The need for an expression like “hacking the board” reflects the fact that for startups, dealing with a board is about making the best of a situation the founder did not create and cannot fully control. So far we’ve discussed hacks for advising CEOs on planning and running a board meeting, a checklist of expectations of board conduct, handling difficult personas, recognizing the sources of interpersonal conflict and how to fix them gently. Now in this final installment we’ll cover the nuclear option.
The Gentle Fixes Are Usually Enough
The gentle approaches we discussed in the previous article of this board hacking series are usually going to be all that is necessary. Most people on boards are successful and accomplished people who mean well and are there to help. Usually when the CEO takes the time to diplomatically point out an issue the director will be embarrassed and fall right into line. It is only with the really tough cases that the nuclear option becomes necessary.
The Nuclear Options: Board Level Fixes
When a CEO has come up against really stubborn director problems, and the personal and meeting interventions haven’t worked, he or she has no choice but to seek the input of other directors. These kinds of fixes are really the last resort because they put the issue in a more public light, and can involve confrontation and embarrassment. That makes them hard to back down from: there is no going back once a challenging director has been called out publicly, so these remedies should only be undertaken when all else fails.
The first “board level” or nuclear fix is to ask one of the other directors to get involved and give some personal feedback and coaching to the problem director. Peer-to-peer conversations like that can be more powerful than CEO-to-director conversations because they can drive home the point that it is not just the CEO who is troubled, it is other members of the board. The peer giving the feedback should naturally observe the same norms in terms of challenging the behaviors rather than the person, but they should be forceful and direct in setting the expectation that, for the good of the board, the conduct has to stop.
Do Peer Evaluations
If a CEO doesn’t have the right candidate to help with the 1:1 option, or chooses not to pursue that path, there is a more indirect way to tackle it: he or she can ask the board to establish an annual process of anonymous peer evaluations. There are many ways to design these programs, and many models out there, but the concept itself is simple. The CEO just asks the directors to rate each other on categories such as meeting input, effectiveness, preparedness, knowledge, and people skills/EQ.

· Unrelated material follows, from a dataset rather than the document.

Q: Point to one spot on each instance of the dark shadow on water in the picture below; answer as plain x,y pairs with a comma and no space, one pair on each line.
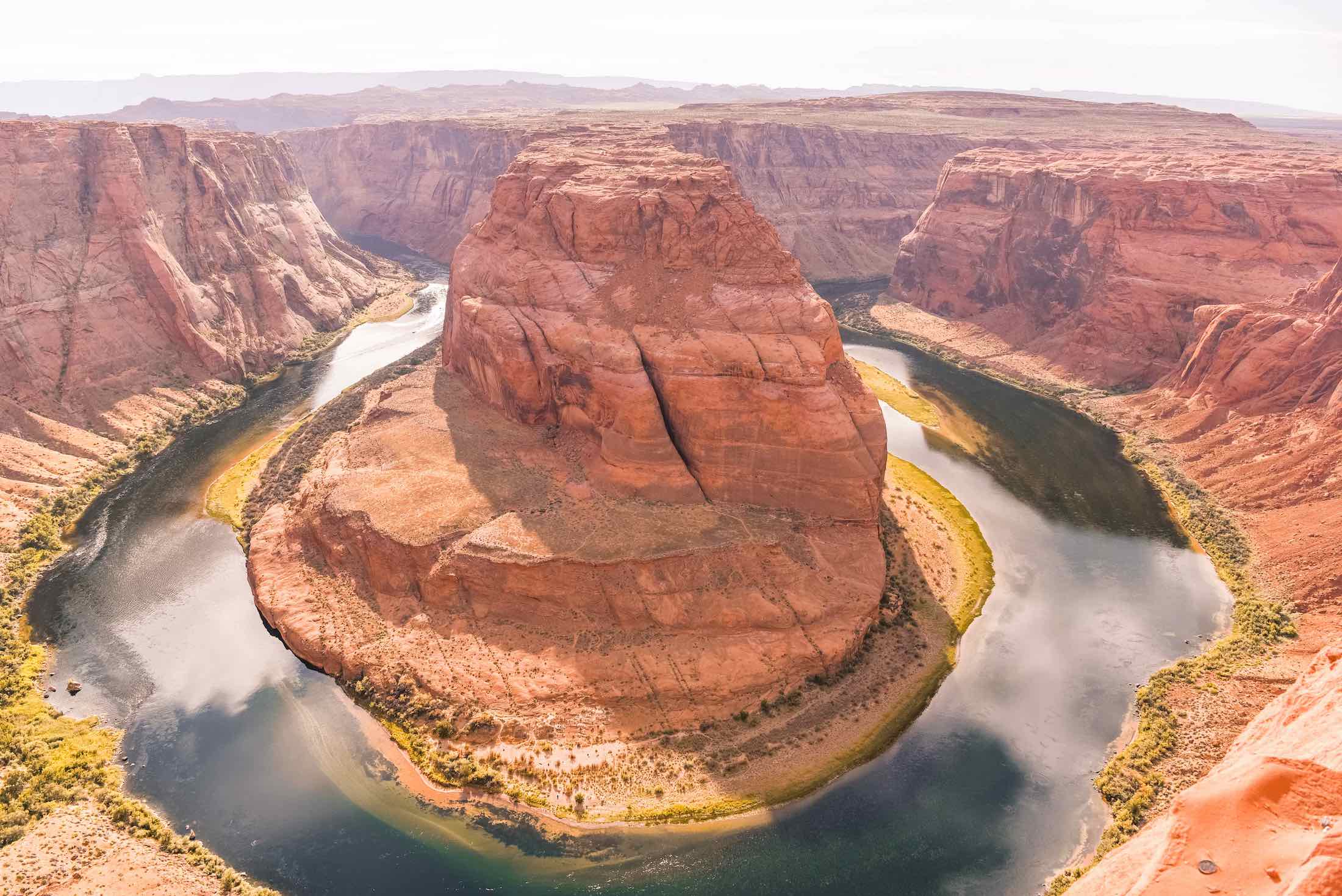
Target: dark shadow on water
1043,453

This kind of process is often administered by company counsel who can keep the feedback confidential and route each person’s feedback to them without the others seeing it. However, it is possible to do it in a decentralized way where all directors see the feedback given to each director, even if they don’t know the source of the feedback. Regardless of how the process is carried out, it is a very effective tool. If a difficult director learns that all of the other members of the board are bothered by their conduct, that can be a powerful catalyst to change.
Have the Confrontation
If the evaluation route seems too formal, to indirect, too expensive, or too slow, I’d first suggest re-thinking that conclusion, because evaluations are a valuable tool even a high functioning board should consider doing. But if evaluation is absolutely not a fit for the board or it is not the right time, then that leaves one final option: asking the problem director to leave. This is obviously not an easy thing to do. And how to go about it is going to depend on the type of director involved. If it is an independent director whom the CEO invited to join the board, then appealing to their sense of decency and shame is probably the best bet – suggest that it does not feel like a fit, that it seems like they are not being as effective as they might want to be, and that they are perhaps not enjoying it as much as they might. If they don’t take the hint, then the CEO will likely have to ask them to resign outright on the theory that he or she invited them and so can un-invite them. In virtually all cases, a self-respecting independent director will leave when it is clear that he or she is not wanted.

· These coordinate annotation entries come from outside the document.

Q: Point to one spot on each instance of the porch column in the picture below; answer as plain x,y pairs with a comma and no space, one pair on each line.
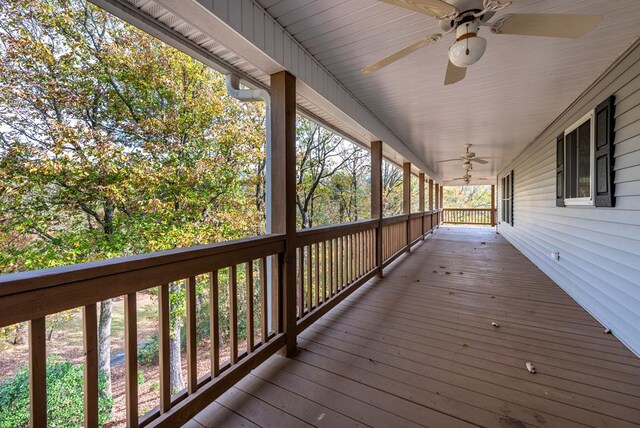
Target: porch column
421,200
376,198
406,199
281,172
437,203
431,202
493,205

If the problem director is an investor director appointed by a fund or syndicate, this can be quite a bit more complicated. The best bet in this situation may be to go to the fund or syndicate and tell them that their appointee is not working out, is disruptive to meetings, has not gelled well with the board and is hurting the value of their investment. When asked directly, most investors will, out of enlightened economic self-interest and fear of reputational damage, offer to swap out their appointee with a different individual who is a better fit.
Phew! Those are some difficult situations, but they bring us full circle. Now with a complete arsenal of advanced board hacking techniques, startup advisors and investors can help their CEOs curb difficult behaviors and make sure the board functions as effectively as it can. Board challenges can be some of the most stressful and tricky issues an entrepreneur will face, but as all advisors and investors know, it is important that the CEO stick it out. Boards matter too much. If the board is dysfunctional, it is only a matter of time before it damages the company seriously. But if the founder can get the problem people in line, the board can focus their considerable efforts on value-added issues like finding the right strategy and fighting off competitors rather than fighting amongst itself.